L’umiltà, osserva Afraate, non è un valore negativo: «Se la radice
dell’uomo è piantata nella terra, i suoi frutti salgono davanti al
Signore della grandezza» (Esposizione 9,14). Restando umile, anche nella
realtà terrena in cui vive, il cristiano può entrare in relazione col
Signore: «L’umile è umile, ma il suo cuore si innalza ad altezze
eccelse. Gli occhi del suo volto osservano la terra e gli occhi della
mente l’altezza eccelsa» (Esposizione 9,2).
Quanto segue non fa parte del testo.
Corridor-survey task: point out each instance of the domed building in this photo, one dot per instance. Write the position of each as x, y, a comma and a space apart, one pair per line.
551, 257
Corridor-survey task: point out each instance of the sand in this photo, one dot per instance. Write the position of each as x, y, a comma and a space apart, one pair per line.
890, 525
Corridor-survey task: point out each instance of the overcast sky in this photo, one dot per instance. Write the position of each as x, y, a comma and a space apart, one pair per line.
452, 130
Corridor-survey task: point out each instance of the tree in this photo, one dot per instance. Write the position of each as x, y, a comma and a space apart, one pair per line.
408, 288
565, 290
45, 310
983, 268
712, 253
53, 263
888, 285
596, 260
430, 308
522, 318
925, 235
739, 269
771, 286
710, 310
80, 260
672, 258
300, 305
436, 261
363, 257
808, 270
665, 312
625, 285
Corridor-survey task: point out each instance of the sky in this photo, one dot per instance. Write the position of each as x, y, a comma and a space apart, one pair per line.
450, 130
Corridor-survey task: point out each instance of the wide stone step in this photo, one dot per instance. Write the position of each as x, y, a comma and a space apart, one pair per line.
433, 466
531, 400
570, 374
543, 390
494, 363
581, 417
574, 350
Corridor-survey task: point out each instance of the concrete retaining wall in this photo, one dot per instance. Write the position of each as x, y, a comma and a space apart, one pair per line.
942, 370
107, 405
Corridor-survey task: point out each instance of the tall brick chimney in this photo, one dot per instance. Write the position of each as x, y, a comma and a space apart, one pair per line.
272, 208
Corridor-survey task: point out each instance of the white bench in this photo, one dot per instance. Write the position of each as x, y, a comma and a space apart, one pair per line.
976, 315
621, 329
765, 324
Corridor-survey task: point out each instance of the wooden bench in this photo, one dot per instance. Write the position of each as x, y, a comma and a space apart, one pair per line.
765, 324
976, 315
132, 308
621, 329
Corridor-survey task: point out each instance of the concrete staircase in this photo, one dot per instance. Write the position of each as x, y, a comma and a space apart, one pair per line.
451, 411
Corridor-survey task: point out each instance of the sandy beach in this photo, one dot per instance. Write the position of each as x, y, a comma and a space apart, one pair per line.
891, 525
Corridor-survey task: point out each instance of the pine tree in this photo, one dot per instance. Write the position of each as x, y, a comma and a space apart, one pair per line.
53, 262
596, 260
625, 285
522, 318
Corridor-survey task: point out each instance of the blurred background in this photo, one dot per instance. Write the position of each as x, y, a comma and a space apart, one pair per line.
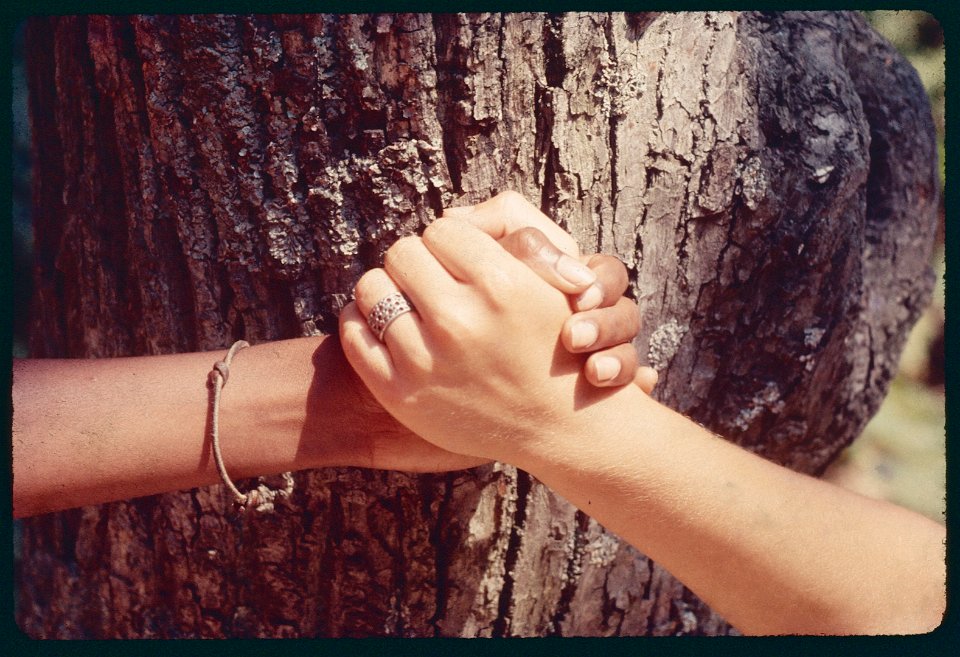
900, 455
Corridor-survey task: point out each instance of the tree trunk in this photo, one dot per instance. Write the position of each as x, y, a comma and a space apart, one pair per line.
769, 180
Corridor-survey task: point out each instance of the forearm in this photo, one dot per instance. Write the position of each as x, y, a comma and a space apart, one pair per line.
90, 431
771, 550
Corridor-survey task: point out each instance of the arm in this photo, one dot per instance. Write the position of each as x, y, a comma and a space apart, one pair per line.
94, 430
88, 431
478, 369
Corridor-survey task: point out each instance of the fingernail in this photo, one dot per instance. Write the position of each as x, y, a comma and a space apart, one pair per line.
589, 298
606, 367
583, 334
575, 272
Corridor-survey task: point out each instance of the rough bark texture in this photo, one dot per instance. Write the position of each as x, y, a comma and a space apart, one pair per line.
769, 179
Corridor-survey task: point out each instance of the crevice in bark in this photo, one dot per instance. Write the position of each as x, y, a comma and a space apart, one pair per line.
501, 626
574, 567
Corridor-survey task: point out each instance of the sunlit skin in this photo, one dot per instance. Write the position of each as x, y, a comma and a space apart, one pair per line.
479, 370
87, 431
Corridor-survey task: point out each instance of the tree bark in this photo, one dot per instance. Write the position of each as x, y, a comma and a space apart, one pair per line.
769, 180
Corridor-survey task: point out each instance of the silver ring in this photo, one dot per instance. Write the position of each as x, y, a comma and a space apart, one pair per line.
385, 311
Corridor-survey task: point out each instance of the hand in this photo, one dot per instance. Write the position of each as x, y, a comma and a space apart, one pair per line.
478, 368
606, 321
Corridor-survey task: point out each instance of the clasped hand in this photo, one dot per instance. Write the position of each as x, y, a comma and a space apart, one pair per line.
491, 354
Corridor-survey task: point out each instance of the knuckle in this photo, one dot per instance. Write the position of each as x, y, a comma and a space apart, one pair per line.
365, 285
530, 243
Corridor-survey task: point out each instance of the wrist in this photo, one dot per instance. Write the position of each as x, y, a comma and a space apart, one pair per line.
344, 424
595, 436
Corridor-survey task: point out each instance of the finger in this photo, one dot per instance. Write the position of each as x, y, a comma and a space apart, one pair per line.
419, 275
646, 379
508, 212
404, 333
369, 357
532, 247
601, 328
611, 367
469, 254
612, 281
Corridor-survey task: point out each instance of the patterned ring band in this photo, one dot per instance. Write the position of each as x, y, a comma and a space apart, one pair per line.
385, 311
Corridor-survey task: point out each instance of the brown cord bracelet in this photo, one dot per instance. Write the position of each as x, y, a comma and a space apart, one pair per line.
262, 497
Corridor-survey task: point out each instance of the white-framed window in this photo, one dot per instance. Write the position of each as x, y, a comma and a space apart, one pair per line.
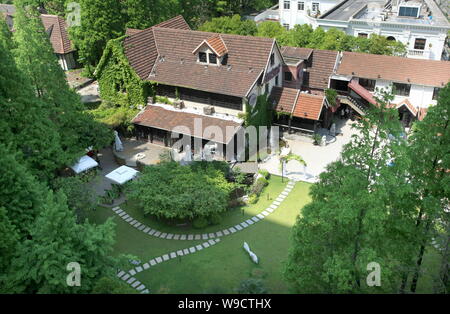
315, 7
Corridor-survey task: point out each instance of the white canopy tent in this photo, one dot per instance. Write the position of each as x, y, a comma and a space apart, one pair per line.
122, 174
84, 163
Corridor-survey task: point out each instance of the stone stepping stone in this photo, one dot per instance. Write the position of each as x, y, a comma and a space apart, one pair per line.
136, 283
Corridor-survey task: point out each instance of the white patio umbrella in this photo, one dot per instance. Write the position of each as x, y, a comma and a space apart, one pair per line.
118, 146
La visione che Afraate ha dell’uomo e della sua realtà corporale è molto
positiva: il corpo umano, sull’esempio di Cristo umile, è chiamato alla
bellezza, alla gioia, alla luce. «Dio si avvicina all’uomo che ama –
egli osserva – ed è giusto amare l’umiltà e restare nella condizione di
umiltà. Gli umili sono semplici, pazienti, amati, integri, retti,
esperti nel bene, prudenti, sereni, sapienti, quieti, pacifici,
misericordiosi, pronti a convertirsi, benevoli, profondi, ponderati,
belli e desiderabili» (Esposizione 9,14). Spesso in Afraate la vita
cristiana viene presentata in una chiara dimensione ascetica e
spirituale: la fede ne è la base, il fondamento; essa fa dell’uomo un
tempio dove Cristo stesso abita. La fede quindi rende possibile una
carità sincera, che si esprime nell’amore verso Dio e verso il prossimo.
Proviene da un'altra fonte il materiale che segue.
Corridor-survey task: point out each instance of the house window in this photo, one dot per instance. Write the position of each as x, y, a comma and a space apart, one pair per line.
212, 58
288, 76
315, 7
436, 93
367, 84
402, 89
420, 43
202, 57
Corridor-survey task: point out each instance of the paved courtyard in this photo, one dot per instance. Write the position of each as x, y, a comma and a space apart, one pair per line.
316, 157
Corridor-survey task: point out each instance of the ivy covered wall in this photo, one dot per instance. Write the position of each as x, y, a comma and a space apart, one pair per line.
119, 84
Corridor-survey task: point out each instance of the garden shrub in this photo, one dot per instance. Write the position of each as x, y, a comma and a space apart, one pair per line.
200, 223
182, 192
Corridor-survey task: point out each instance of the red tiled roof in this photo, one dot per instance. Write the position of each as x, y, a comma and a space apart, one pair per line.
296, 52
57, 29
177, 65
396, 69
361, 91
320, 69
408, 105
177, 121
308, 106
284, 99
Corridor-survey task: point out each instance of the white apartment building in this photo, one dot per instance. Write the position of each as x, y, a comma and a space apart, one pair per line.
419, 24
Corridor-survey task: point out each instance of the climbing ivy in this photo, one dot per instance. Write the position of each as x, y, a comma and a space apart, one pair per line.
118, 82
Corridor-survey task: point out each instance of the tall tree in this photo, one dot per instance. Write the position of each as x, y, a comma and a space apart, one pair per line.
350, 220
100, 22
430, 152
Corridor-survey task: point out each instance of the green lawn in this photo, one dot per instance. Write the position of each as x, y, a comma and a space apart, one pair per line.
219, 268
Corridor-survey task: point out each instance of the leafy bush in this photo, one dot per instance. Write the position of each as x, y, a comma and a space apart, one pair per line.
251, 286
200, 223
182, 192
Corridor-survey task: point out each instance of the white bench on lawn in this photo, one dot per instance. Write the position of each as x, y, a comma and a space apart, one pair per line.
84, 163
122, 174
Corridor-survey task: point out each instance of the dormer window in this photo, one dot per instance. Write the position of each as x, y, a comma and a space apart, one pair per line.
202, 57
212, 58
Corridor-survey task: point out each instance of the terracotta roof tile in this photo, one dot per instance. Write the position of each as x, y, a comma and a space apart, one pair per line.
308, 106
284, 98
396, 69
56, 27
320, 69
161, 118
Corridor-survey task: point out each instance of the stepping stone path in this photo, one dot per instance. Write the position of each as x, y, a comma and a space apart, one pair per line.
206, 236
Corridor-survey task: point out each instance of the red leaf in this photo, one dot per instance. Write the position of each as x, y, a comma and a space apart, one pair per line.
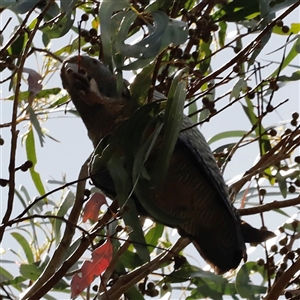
92, 207
101, 258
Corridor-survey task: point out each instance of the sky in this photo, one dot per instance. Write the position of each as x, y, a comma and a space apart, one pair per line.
63, 159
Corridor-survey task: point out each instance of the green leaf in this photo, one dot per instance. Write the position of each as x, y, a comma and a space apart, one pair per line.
19, 6
243, 284
164, 32
25, 246
60, 27
18, 45
227, 134
105, 12
123, 188
67, 202
31, 155
239, 86
67, 6
30, 271
140, 87
36, 124
294, 52
5, 275
294, 77
264, 140
294, 28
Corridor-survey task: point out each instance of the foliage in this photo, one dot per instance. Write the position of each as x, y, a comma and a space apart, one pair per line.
179, 42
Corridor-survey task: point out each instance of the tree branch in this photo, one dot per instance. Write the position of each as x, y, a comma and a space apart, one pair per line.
269, 206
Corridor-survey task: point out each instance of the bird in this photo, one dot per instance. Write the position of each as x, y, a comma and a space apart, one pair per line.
194, 190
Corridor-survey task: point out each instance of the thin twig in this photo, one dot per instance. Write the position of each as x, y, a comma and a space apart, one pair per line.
269, 206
Un altro aspetto importante in Afraate è il digiuno, che è da lui inteso
in senso ampio. Egli parla del digiuno dal cibo come di pratica
necessaria per essere caritatevoli e vergini, del digiuno costituito
dalla continenza in vista della santità, del digiuno dalle parole vane o
detestabili, del digiuno dalla collera, del digiuno dalla proprietà di
beni in vista del ministero, del digiuno dal sonno per attendere alla
preghiera.
Cari fratelli e sorelle, ritorniamo ancora – per concludere –
all’insegnamento di Afraate sulla preghiera. Secondo questo antico
«Saggio», la preghiera si realizza quando Cristo abita nel cuore del
cristiano, e lo invita a un impegno coerente di carità verso il
prossimo. Scrive infatti:
«Da’ sollievo agli affranti, visita i malati,
sii sollecito verso i poveri: questa è la preghiera.
La preghiera è buona, e le sue opere sono belle.
La preghiera è accetta, quando dà sollievo al prossimo.
La preghiera è ascoltata,
quando in essa si trova anche il perdono delle offese.
La preghiera è forte,
quando è piena della forza di Dio» (Esposizione 4,14-16).
Con queste parole Afraate ci invita a una preghiera che diventa vita
cristiana, vita realizzata, vita penetrata dalla fede, dall’apertura a
Dio e, così, dall’amore per il prossimo.